Moreover, the floor of this house radiates either warmth or coolness depending on the season.
Additionally, when needed, warm air along the sliding window façade flows through the space to the daylight, a windowpane high up in the volume. Extra convectional flow can counter heat loss during winter time.
However, regarding ventilation, depending entirely on natural phenomena is not realistic. For that reason, forced ventilation of fresh air is implemented at the lower end.
Newly conceived apparatus of prismatic shape is suggested here. These stackable boxes can get any desired configuration, depending on their position in the interior space. Because of the emphasis on appearance, these units may be mounted in view. In this configuration, the modules are placed on the floor in front of the window struts.
Night ventilation, especially at stake during summer, is manually operated by turning a hand-held spindle.
Therefore, the energy requiring elements in this design are limited. Think of the mechanical pumping of water, incidentally blowing air up out of the convector and the electrically operated façade vents on a regular basis.
A solid façade and roof with heat absorbing capacity seem logical for this kind of building. However, if properly insulated with high grade (wool) insulation, a timber based structure (balloon method) is conceivable. In either case, the insulated foundation floor will be poured out of concrete. Metal is proposed as a sturdy outside finishing for the practically vertical and horizontal planes. Expensive but maintenance free.
As a kinked tube with only opening at its ends, this building implies a specific use. It will be experienced as a protective shell while at the same time being connected to nature.
Zones for living and working can be distributed in various ways along the L-shaped section. In this scheme, the working space is lit by even daylight from the North. One part of the chimney can become a sleeping quarter, by implementing an entresol. The vertical shaft will then provide some additional floor space.
From the outside, the homogeneous cladding by just one material stresses the experimental and adventurous lifestyle of the inhabitant.
Maarten Douwe Bredero creates spatial objects and makes murals in public space.

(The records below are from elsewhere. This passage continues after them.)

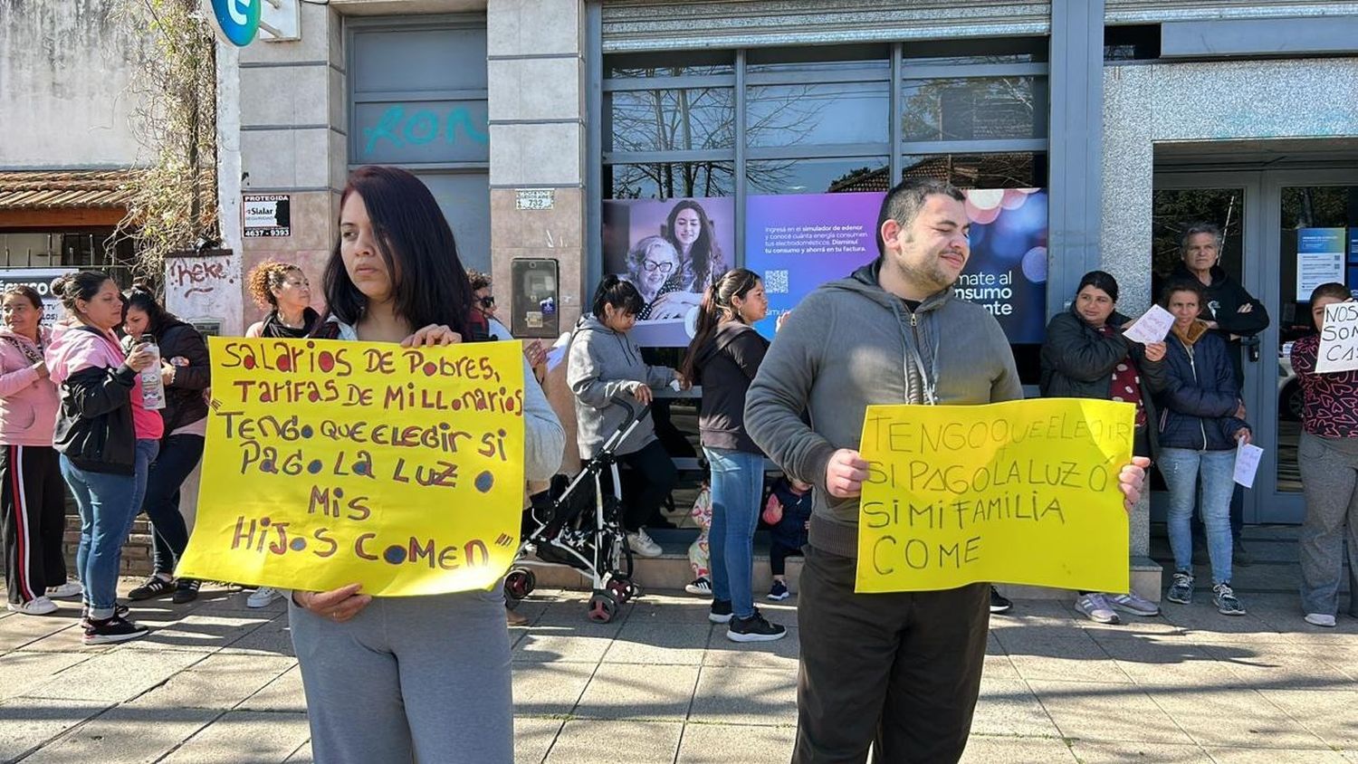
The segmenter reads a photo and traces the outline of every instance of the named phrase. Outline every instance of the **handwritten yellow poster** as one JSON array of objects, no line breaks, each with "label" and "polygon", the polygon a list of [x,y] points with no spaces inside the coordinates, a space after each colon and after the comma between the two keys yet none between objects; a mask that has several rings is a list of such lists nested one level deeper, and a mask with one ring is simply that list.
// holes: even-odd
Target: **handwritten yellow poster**
[{"label": "handwritten yellow poster", "polygon": [[483,589],[523,508],[523,347],[209,338],[178,575],[368,594]]},{"label": "handwritten yellow poster", "polygon": [[869,406],[857,592],[978,581],[1126,592],[1135,407],[1086,399]]}]

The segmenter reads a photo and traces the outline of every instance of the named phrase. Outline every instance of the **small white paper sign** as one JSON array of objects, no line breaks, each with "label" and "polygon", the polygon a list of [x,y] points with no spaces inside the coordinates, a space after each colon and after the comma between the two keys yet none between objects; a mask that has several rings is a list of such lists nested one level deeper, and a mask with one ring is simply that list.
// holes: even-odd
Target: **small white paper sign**
[{"label": "small white paper sign", "polygon": [[1131,322],[1131,326],[1122,335],[1142,345],[1164,342],[1172,326],[1175,326],[1173,313],[1160,305],[1152,305],[1145,315]]},{"label": "small white paper sign", "polygon": [[1325,305],[1325,328],[1320,330],[1316,373],[1358,369],[1358,303]]},{"label": "small white paper sign", "polygon": [[1236,449],[1236,482],[1247,489],[1255,487],[1255,472],[1259,471],[1259,460],[1263,459],[1264,449],[1248,442],[1240,444]]}]

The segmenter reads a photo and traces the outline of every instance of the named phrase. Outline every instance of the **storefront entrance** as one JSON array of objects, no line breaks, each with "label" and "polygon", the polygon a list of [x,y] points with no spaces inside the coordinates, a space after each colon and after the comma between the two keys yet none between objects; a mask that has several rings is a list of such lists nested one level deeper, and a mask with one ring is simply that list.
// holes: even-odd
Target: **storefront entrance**
[{"label": "storefront entrance", "polygon": [[[1309,294],[1340,281],[1358,292],[1358,167],[1184,171],[1157,157],[1157,274],[1179,262],[1179,240],[1194,221],[1222,227],[1221,267],[1268,311],[1268,328],[1244,356],[1245,406],[1264,456],[1245,491],[1245,522],[1301,522],[1297,470],[1301,392],[1291,342],[1315,331]],[[1313,167],[1319,163],[1313,163]],[[1157,296],[1158,297],[1158,296]]]}]

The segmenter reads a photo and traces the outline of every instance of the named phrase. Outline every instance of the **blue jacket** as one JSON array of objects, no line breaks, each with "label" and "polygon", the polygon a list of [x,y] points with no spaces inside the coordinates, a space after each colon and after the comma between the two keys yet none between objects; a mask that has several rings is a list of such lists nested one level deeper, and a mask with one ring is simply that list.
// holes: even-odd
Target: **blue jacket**
[{"label": "blue jacket", "polygon": [[1236,448],[1236,432],[1249,427],[1236,418],[1240,388],[1226,342],[1203,332],[1186,345],[1175,332],[1165,338],[1165,389],[1160,394],[1160,446],[1195,451]]}]

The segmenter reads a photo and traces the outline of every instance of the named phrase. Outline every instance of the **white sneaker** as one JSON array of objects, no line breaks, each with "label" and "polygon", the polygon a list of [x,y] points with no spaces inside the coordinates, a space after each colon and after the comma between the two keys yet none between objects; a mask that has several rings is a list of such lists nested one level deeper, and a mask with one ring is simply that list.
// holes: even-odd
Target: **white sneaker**
[{"label": "white sneaker", "polygon": [[57,604],[48,597],[34,597],[27,603],[10,603],[10,609],[26,616],[45,616],[57,612]]},{"label": "white sneaker", "polygon": [[657,558],[664,552],[660,544],[646,535],[645,528],[638,528],[636,533],[627,533],[627,546],[631,547],[631,554],[644,558]]},{"label": "white sneaker", "polygon": [[277,600],[281,596],[282,596],[282,592],[278,592],[273,586],[261,586],[261,588],[255,589],[254,592],[251,592],[249,597],[246,597],[246,607],[249,607],[249,608],[268,608],[269,603]]}]

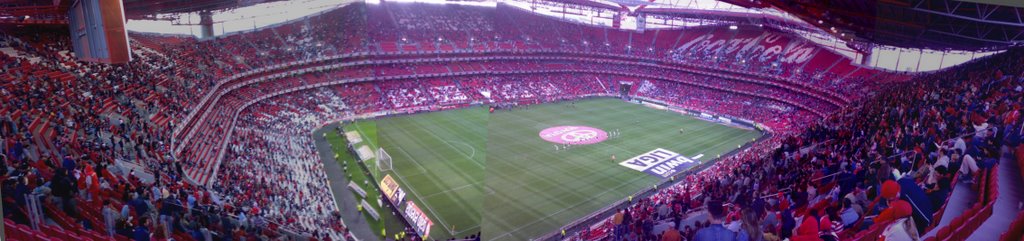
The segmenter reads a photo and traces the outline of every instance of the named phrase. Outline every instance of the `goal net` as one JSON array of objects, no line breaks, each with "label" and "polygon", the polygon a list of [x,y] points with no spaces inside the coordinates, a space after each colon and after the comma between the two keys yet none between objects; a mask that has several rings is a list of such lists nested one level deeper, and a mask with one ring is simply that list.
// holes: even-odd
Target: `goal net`
[{"label": "goal net", "polygon": [[377,149],[377,170],[381,172],[391,170],[391,155],[388,155],[383,148]]}]

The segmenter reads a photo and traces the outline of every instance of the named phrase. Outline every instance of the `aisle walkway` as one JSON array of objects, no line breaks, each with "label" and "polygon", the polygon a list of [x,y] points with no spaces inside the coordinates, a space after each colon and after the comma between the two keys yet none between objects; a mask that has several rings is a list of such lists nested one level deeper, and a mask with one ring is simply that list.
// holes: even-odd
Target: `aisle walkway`
[{"label": "aisle walkway", "polygon": [[999,160],[998,190],[992,206],[992,215],[978,227],[967,240],[998,240],[999,235],[1010,229],[1017,213],[1021,211],[1021,194],[1024,194],[1024,182],[1021,180],[1020,166],[1012,157]]}]

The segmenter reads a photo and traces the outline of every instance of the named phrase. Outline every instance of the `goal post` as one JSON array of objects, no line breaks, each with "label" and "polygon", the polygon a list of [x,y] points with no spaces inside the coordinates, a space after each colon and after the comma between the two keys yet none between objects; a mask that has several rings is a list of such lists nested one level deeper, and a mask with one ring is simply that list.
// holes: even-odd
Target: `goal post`
[{"label": "goal post", "polygon": [[388,155],[383,148],[377,149],[377,170],[380,172],[391,170],[391,155]]}]

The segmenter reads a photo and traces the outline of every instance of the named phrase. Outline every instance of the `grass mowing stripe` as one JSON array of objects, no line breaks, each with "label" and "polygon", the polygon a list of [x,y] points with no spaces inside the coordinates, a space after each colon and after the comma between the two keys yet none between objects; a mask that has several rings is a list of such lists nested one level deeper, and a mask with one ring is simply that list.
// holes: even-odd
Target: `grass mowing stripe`
[{"label": "grass mowing stripe", "polygon": [[[760,134],[620,99],[573,103],[493,114],[474,107],[380,118],[367,121],[376,125],[356,127],[380,132],[373,145],[389,151],[410,200],[436,224],[432,239],[482,231],[487,240],[535,238],[650,188],[657,177],[617,164],[635,155],[665,148],[714,157]],[[556,152],[538,133],[558,125],[622,134]],[[451,226],[458,227],[456,234]]]}]

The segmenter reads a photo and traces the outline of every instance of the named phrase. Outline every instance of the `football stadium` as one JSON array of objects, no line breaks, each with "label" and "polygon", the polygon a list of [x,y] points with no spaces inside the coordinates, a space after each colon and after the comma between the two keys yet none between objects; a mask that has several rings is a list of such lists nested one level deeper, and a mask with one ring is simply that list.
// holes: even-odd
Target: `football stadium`
[{"label": "football stadium", "polygon": [[0,240],[1024,240],[1022,15],[0,0]]}]

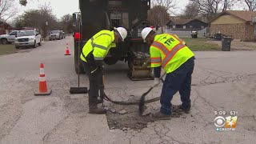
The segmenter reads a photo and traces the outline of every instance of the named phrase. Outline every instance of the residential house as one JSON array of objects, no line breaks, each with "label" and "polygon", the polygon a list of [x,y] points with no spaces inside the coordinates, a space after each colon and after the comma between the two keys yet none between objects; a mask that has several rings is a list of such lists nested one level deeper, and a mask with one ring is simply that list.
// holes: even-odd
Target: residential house
[{"label": "residential house", "polygon": [[14,30],[14,28],[10,26],[8,23],[0,22],[0,35],[8,34]]},{"label": "residential house", "polygon": [[207,27],[208,24],[198,19],[171,18],[166,26],[174,31],[192,31],[202,30]]},{"label": "residential house", "polygon": [[221,33],[243,41],[255,41],[256,24],[252,22],[254,17],[255,11],[224,11],[210,22],[210,33]]}]

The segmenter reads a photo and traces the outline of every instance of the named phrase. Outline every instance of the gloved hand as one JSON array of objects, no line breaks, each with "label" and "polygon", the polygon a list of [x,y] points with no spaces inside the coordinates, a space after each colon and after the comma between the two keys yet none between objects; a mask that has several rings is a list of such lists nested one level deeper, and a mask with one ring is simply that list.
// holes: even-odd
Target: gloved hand
[{"label": "gloved hand", "polygon": [[160,78],[154,78],[154,86],[157,86],[160,84]]}]

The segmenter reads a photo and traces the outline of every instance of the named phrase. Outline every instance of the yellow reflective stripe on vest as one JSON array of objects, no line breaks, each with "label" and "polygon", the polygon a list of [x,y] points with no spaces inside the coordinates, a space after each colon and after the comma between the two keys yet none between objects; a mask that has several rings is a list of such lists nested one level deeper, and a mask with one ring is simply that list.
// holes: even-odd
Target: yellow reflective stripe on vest
[{"label": "yellow reflective stripe on vest", "polygon": [[170,52],[167,55],[166,55],[166,57],[163,59],[162,62],[162,67],[166,67],[166,66],[167,65],[167,63],[171,61],[171,59],[174,58],[174,56],[176,54],[176,53],[180,50],[181,49],[182,49],[183,47],[186,46],[186,45],[183,45],[182,42],[178,43],[178,45],[176,45]]},{"label": "yellow reflective stripe on vest", "polygon": [[162,44],[158,42],[154,41],[151,46],[154,46],[155,48],[161,50],[163,54],[165,54],[166,55],[169,53],[169,50],[163,44]]},{"label": "yellow reflective stripe on vest", "polygon": [[[90,45],[91,45],[91,46],[92,46],[92,48],[93,48],[93,50],[94,50],[94,47],[98,47],[98,48],[100,48],[100,49],[102,49],[102,50],[107,50],[107,47],[105,47],[105,46],[103,46],[97,45],[97,44],[94,44],[94,39],[98,38],[99,36],[103,35],[103,34],[106,34],[106,35],[108,35],[108,36],[111,37],[110,34],[107,34],[107,33],[103,33],[103,34],[101,34],[100,35],[97,36],[95,38],[94,38],[94,37],[92,37],[92,38],[90,38]],[[81,58],[82,60],[86,62],[85,54],[83,54],[82,51],[82,54],[80,54],[80,58]],[[95,59],[95,60],[103,60],[104,58],[97,58],[97,57],[94,57],[94,59]]]},{"label": "yellow reflective stripe on vest", "polygon": [[150,58],[151,64],[161,63],[162,59],[159,58]]},{"label": "yellow reflective stripe on vest", "polygon": [[159,49],[165,54],[165,58],[163,58],[162,62],[161,58],[160,58],[160,61],[156,59],[156,58],[151,58],[151,63],[152,64],[156,64],[156,63],[162,62],[162,66],[163,68],[165,68],[166,66],[168,64],[168,62],[170,61],[171,61],[172,58],[174,58],[174,56],[176,54],[176,53],[179,50],[181,50],[181,49],[182,49],[183,47],[186,46],[186,45],[182,44],[183,40],[178,38],[175,35],[171,35],[171,34],[169,34],[169,35],[174,37],[178,41],[179,41],[179,43],[177,44],[176,46],[174,46],[173,49],[169,50],[167,49],[167,47],[166,46],[164,46],[162,43],[158,42],[157,41],[154,41],[154,42],[152,43],[151,46],[155,47],[155,48]]},{"label": "yellow reflective stripe on vest", "polygon": [[94,57],[95,60],[103,60],[104,58],[102,57]]},{"label": "yellow reflective stripe on vest", "polygon": [[[106,33],[102,34],[100,34],[99,36],[103,35],[103,34],[106,34],[106,35],[108,35],[108,36],[111,37],[110,34],[106,34]],[[96,37],[95,39],[96,39],[97,38],[98,38],[99,36]],[[102,49],[102,50],[107,50],[107,47],[103,46],[101,46],[101,45],[94,44],[94,37],[91,38],[90,40],[91,40],[90,44],[91,44],[91,46],[92,46],[93,48],[98,47],[98,48],[100,48],[100,49]]]}]

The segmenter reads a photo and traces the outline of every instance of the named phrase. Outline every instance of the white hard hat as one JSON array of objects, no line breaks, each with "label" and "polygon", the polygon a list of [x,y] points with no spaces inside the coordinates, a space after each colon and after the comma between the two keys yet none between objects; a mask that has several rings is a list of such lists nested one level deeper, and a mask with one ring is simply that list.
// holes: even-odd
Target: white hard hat
[{"label": "white hard hat", "polygon": [[120,36],[122,37],[122,41],[123,42],[127,37],[127,30],[123,27],[114,27],[114,29],[119,33]]},{"label": "white hard hat", "polygon": [[146,42],[146,38],[147,37],[147,35],[152,31],[154,30],[154,29],[152,29],[151,27],[145,27],[142,31],[142,37],[144,40],[144,42]]}]

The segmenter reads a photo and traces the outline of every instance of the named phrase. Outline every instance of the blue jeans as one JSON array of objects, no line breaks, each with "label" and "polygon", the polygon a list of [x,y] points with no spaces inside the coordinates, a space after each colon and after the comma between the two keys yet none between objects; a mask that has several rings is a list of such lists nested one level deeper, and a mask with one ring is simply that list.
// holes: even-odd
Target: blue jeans
[{"label": "blue jeans", "polygon": [[178,91],[181,95],[182,108],[190,109],[191,107],[190,91],[191,75],[194,66],[194,57],[190,58],[179,68],[166,74],[160,98],[161,113],[171,114],[170,101]]}]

His designs cover the scale from urban planning to furniture. In this work, first comes a careful integration of scale, orientation and behaviour in the pending context. This setting is more than the morphology of the site, the surroundings. Often functional interpretations and historical references are at order. In this complying to the overall setting, sometimes the contrast is not shunned.
All within the conviction that specific expressions can have universal meaning and value. Central at any rate stands an appeal to feelings of poetic wondering.
Maarten Douwe holds a Bachelors degree in Civil Engineering from The University of Calgary, followed by a Masters in Architecture at Delft University. His qualifications are completed with various relevant trainings, ranging from philosophy to artistic painting. He grew up in the Caribbean.